Canada’s big banks are going to face higher capital requirements and will have to plan for “bail-ins” rather than bailouts, as part of the government’s efforts to dispel the notion that they are too big to fail, according to the 2013 federal budget.

None of the large Canadian banks has been deemed to be systemically significant on a global scale — a designation that brings higher capital requirements and enhanced oversight measures under the new Basel III capital adequacy regime. However, it’s expected that they would be considered systemically important to the domestic system, and Thursday’s budget spells out a couple of the consequences of that likely label.

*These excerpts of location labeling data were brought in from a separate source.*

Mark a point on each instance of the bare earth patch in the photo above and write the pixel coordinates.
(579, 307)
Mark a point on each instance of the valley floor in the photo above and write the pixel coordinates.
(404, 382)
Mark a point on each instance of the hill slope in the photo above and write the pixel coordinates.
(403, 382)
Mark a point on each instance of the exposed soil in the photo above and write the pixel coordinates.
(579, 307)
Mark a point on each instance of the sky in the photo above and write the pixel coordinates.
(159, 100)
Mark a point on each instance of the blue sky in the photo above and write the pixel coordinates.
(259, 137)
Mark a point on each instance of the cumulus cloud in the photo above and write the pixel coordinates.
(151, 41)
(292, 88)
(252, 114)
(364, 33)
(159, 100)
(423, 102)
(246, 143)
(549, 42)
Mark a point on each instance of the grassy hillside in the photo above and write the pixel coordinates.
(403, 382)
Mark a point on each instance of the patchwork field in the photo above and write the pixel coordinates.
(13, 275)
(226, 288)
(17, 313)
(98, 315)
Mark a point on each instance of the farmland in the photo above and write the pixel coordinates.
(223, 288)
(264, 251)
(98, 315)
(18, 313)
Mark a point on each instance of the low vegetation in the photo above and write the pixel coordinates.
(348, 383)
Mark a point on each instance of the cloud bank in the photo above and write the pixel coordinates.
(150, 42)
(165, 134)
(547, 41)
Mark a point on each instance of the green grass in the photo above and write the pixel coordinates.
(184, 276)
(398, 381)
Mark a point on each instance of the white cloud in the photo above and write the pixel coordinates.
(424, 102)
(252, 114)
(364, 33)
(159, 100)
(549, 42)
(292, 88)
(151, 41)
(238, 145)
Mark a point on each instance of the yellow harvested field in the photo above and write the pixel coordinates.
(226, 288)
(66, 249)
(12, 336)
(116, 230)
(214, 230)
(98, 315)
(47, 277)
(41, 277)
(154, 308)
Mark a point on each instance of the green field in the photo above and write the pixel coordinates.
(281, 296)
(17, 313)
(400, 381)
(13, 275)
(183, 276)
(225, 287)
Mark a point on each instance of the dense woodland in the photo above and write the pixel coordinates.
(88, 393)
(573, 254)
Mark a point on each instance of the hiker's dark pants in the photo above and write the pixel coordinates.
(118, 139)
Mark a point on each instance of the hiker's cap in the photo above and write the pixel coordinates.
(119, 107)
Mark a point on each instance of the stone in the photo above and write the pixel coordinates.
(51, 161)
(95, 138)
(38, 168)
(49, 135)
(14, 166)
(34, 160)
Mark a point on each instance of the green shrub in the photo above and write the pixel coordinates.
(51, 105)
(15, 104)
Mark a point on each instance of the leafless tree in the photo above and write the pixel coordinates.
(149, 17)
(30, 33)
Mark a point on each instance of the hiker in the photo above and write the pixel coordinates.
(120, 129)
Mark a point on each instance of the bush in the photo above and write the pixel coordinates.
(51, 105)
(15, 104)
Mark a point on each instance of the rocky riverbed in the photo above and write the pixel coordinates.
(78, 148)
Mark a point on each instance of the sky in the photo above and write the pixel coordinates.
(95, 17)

That means the banks will face higher capital requirements. The budget doesn’t spell out the exact charge they will face, leaving that to their regulator, the Office of the Superintendent of Financial Institutions (OSFI).

The government notes that it will also be proposing to implement a “bail-in” regime for Canada’s systemically important banks. That means if a bank fails, instead of a taxpayer bailout, their creditors would be expected to take a hit in order to prop it up.

“This regime will be designed to ensure that, in the unlikely event that a systemically important bank depletes its capital, the bank can be recapitalized and returned to viability through the very rapid conversion of certain bank liabilities into regulatory capital,” the budget document says. The details of the bail-in plan are to be left to forthcoming consultations on how to best implement such a regime in Canada.

Additionally, the budget notes that systemically important banks will continue to be subject to enhanced supervision and recovery and resolution plans.

These measures, the budget document says, “will limit the unfair advantage that could be gained by Canada’s systemically important banks through the mistaken belief by investors and other market participants that these institutions are too big to fail.”